I’ve spent the last two weeks gathering information on a cold case from Pottawatomie County about a 22-year-old Tecumseh man reported missing in 2001. Skeletal remains found in Earlsboro in April 2008 were linked to the missing man, Dustin Bench.
For seven years, his family tried to find him in crowds but never succeeded. Now that his skeletal remains have been found, they want answers about what happened to him.
I recently sat down and spoke with his sister, Jamie Bench, 20, about the case. She said her big brother was her best friend, and she often wonders what he would be doing now if he had survived.
She said her family spent many years looking for Dustin after he disappeared.

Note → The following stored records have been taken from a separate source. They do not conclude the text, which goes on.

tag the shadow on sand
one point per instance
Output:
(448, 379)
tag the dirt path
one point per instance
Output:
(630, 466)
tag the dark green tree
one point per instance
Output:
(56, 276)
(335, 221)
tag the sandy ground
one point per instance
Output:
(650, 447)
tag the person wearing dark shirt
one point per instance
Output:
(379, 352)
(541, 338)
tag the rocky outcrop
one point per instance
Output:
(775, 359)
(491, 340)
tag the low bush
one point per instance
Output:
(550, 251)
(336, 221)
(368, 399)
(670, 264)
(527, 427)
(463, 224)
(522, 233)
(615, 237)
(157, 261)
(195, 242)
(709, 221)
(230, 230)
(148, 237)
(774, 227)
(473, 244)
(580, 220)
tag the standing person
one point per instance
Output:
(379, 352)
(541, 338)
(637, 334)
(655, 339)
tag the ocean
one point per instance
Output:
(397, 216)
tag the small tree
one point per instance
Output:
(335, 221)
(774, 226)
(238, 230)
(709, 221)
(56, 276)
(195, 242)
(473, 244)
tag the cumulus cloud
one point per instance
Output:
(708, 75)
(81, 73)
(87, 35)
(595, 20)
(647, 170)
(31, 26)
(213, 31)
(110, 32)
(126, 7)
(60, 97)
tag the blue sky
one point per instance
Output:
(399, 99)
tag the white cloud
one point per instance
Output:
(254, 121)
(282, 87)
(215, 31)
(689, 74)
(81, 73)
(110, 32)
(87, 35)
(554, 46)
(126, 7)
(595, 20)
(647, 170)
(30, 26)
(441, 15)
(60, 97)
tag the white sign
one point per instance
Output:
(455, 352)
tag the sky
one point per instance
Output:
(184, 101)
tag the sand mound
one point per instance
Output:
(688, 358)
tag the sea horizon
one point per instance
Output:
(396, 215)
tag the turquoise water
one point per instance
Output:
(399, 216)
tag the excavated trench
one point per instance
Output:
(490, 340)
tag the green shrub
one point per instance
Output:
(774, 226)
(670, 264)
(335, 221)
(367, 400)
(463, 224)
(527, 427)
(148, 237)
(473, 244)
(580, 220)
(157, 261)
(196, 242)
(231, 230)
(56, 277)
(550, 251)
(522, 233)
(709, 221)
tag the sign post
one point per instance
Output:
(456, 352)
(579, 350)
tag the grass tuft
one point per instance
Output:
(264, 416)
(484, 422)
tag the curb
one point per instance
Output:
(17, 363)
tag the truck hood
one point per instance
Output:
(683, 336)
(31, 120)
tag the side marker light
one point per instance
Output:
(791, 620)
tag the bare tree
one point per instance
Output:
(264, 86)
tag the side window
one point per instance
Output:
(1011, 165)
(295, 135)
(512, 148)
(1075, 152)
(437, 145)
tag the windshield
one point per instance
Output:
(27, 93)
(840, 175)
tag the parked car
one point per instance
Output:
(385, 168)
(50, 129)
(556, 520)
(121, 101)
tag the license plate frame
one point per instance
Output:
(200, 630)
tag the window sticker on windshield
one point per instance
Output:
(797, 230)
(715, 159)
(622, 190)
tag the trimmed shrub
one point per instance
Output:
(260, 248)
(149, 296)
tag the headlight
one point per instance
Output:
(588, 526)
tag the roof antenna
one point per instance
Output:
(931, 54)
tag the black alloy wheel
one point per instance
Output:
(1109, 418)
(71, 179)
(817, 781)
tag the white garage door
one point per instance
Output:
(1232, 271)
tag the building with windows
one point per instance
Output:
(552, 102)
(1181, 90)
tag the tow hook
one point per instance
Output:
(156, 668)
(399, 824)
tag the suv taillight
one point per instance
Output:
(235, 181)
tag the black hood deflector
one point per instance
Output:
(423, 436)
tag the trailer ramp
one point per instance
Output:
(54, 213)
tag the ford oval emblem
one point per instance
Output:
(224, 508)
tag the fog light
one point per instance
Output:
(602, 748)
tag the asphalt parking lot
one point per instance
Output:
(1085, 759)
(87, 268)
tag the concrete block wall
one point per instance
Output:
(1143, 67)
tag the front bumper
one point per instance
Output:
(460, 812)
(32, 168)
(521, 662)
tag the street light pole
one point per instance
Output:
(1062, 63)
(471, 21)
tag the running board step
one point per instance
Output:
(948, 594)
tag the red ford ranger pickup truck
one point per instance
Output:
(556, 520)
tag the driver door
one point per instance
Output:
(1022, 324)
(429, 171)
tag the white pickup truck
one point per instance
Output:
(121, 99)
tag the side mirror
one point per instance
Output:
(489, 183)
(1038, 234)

Sometimes they would drive through town and try to find his face in the crowd.
As time progressed, the possibilities of what happened to her brother became hard to deal with. She said members of her family would pass time by thinking that he would show up on their doorstep someday with a wife and a baby.
But those stories came to a halt in April 2008 when skeletal remains were found by a mushroom hunter in a field in Earlsboro, about 50 miles southeast of Oklahoma City. The family had a feeling the remains belonged to their Dustin.
The state medical examiner’s office reported that 49 human bones were recovered, and a DNA sample from James Bench linked the bones to his son.
Capt. J.T. Palmer with the Pottawatomie County sheriff’s office said the case is being investigated as a homicide because of suspicious circumstances surrounding Dustin Bench’s death. He said he thinks investigators are close to solving the case and asks that anyone with information about the case call 405-275-2526.